Zarqawi's group released a statement last week stating that every Iraqi who participated in the elections was an infidel, an apostate and an enemy. According to Iraq's election authority, turnout nationwide was at 72%. That makes 3 out of every 4 Iraqis officially infidels. So now we know for sure where the Iraqi people are: they may not love us, they may even hate us, but their agenda is not the same as the Insurgents. This is not Vietnam (sorry, Sen. Kennedy), but exactly what President Bush told us it would be: a long, hard slog to a new dawn that can radically change the Middle East

I do believe that there is a pattern in there somewhere, and it's not one that reflects so terribly on the Chimp-Faced Idiot Fascist.

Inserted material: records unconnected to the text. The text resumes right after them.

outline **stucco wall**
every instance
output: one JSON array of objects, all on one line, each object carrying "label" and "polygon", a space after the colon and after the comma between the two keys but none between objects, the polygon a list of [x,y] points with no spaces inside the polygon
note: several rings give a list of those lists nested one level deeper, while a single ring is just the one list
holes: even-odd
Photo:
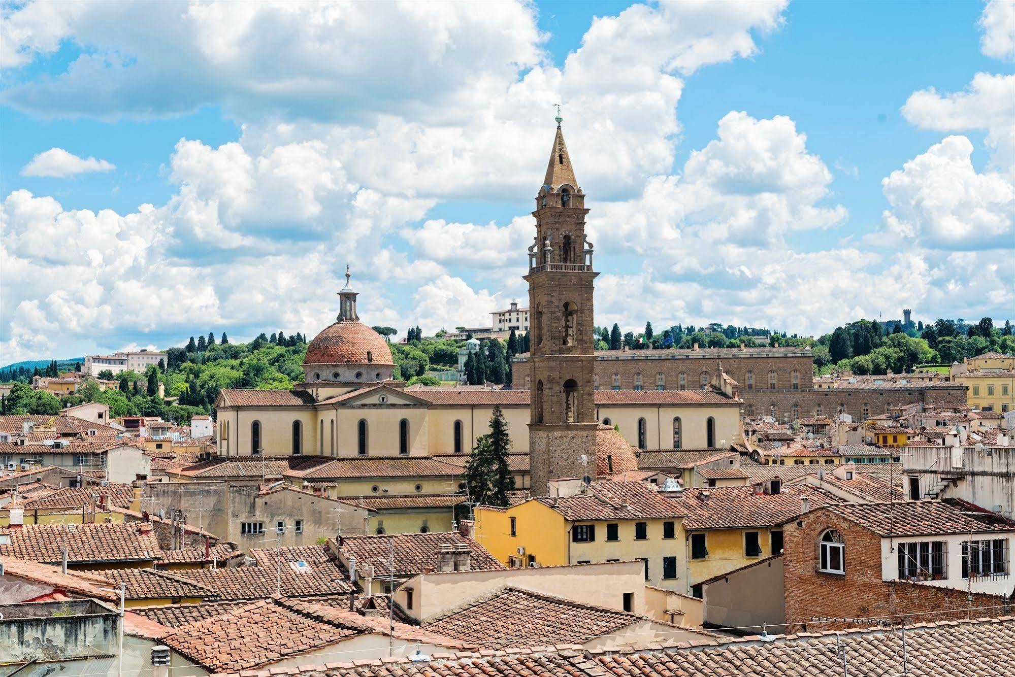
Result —
[{"label": "stucco wall", "polygon": [[786,598],[783,589],[783,558],[775,557],[728,573],[701,587],[704,620],[724,627],[746,628],[747,634],[760,634],[762,623],[782,632],[786,622]]}]

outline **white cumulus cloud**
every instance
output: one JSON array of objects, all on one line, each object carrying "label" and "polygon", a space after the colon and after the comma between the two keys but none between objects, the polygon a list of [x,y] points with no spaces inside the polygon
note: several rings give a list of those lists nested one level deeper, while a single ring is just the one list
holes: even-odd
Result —
[{"label": "white cumulus cloud", "polygon": [[63,148],[50,148],[31,158],[31,161],[21,167],[25,177],[56,177],[64,179],[77,174],[91,172],[112,172],[117,168],[113,162],[94,157],[78,157]]}]

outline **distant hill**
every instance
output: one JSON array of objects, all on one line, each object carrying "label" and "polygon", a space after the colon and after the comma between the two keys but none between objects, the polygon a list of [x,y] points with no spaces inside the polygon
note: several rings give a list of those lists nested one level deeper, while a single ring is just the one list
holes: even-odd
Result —
[{"label": "distant hill", "polygon": [[[49,364],[50,361],[51,360],[49,359],[26,359],[21,362],[14,362],[13,364],[6,364],[4,366],[0,366],[0,371],[6,371],[7,369],[16,369],[18,367],[33,369],[37,366],[41,369],[45,369],[46,365]],[[58,359],[57,365],[62,367],[64,365],[69,364],[73,368],[74,362],[81,362],[81,364],[83,365],[84,357],[68,357],[67,359]]]}]

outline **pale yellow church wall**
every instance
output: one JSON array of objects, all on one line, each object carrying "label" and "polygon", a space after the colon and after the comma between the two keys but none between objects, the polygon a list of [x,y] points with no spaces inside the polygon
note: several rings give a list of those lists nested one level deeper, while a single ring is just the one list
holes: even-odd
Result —
[{"label": "pale yellow church wall", "polygon": [[[501,407],[507,422],[512,451],[529,452],[529,407]],[[468,454],[476,438],[490,431],[493,407],[431,407],[429,414],[429,451],[431,454],[455,453],[455,421],[462,421],[462,453]]]},{"label": "pale yellow church wall", "polygon": [[[261,454],[292,455],[292,422],[302,423],[301,453],[317,454],[317,412],[311,407],[230,407],[218,410],[220,453],[228,456],[252,455],[252,425],[261,422]],[[226,430],[225,427],[228,429]]]},{"label": "pale yellow church wall", "polygon": [[[619,425],[620,434],[637,447],[637,421],[646,421],[646,449],[673,449],[673,419],[681,421],[681,448],[707,447],[705,424],[709,416],[716,419],[714,447],[730,446],[739,438],[740,407],[734,405],[702,406],[600,406],[600,421],[609,419],[610,425]],[[723,444],[723,441],[726,444]]]},{"label": "pale yellow church wall", "polygon": [[[390,397],[395,397],[391,395]],[[365,402],[365,404],[363,404]],[[502,407],[512,451],[529,451],[529,407]],[[715,446],[726,446],[739,438],[740,408],[737,403],[725,406],[698,405],[604,405],[597,407],[599,420],[609,419],[620,426],[620,433],[632,446],[637,446],[637,421],[646,419],[648,449],[673,448],[673,418],[682,421],[682,444],[685,449],[706,447],[705,421],[716,419]],[[399,454],[399,422],[409,421],[409,453],[413,456],[452,454],[455,452],[455,421],[462,421],[462,453],[468,454],[476,438],[489,432],[492,406],[406,406],[394,403],[373,403],[368,400],[355,406],[320,409],[301,407],[244,407],[219,409],[219,435],[227,435],[220,445],[228,456],[251,455],[251,424],[261,421],[261,438],[265,456],[289,456],[292,450],[292,421],[300,420],[302,453],[353,457],[358,454],[358,424],[367,425],[367,456]],[[332,422],[335,421],[334,443]],[[322,426],[323,422],[323,426]],[[323,437],[322,437],[323,433]],[[224,441],[224,437],[223,437]],[[323,445],[322,445],[323,441]],[[238,451],[239,450],[239,451]]]}]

From time to time we receive enquiries about why we insist of referring to columnist Mark Steyn as the "Great" Mark Steyn. We do this because he deserves it; flatly put, there is no better columnist, no better essayist and, as those of you lucky enough to read The New Criterion, no better movie reviewer as well.

Go now and read for yourself today's column by the Great Mark Steyn. We particularly enjoyed this graph, which sums up nicely why we here at New Sisyphus cringe when we hear the world "realist:"

The ''realpolitik'' types spent so long worshipping at the altar of stability they were unable to see it was a cult for psychos. The geopolitical scene is never stable, it's always dynamic. If the Western world decides in 2005 that it can ''contain'' President Sy Kottik of Wackistan indefinitely, that doesn't mean the relationship between the two parties is set in aspic. Wackistan has a higher birth rate than the West, so after 40 years of ''stability'' there are a lot more Wackistanis and a lot fewer Frenchmen. And Wackistan has immense oil reserves, and President Kottik has used the wealth of those oil reserves to fund radical schools and mosques in hitherto moderate parts of the Muslim world. And cheap air travel and the Internet and ATM machines that take every bank card on the planet and the freelancing of nuclear technology mean that Wackistan's problems are no longer confined to Wackistan. For a few hundred bucks, they can be outside the Empire State Building within seven hours. Nothing stands still. ''Stability'' is a fancy term to dignify laziness and complacency as sophistication.

UPDATE: Fox News has just reported here that turnout in Baghdad was 80%, in Karbala, 90%. This is astonishingly good news and a significant political victory for the United States. We tip our hats to the brave Iraqi people for standing up for their rights.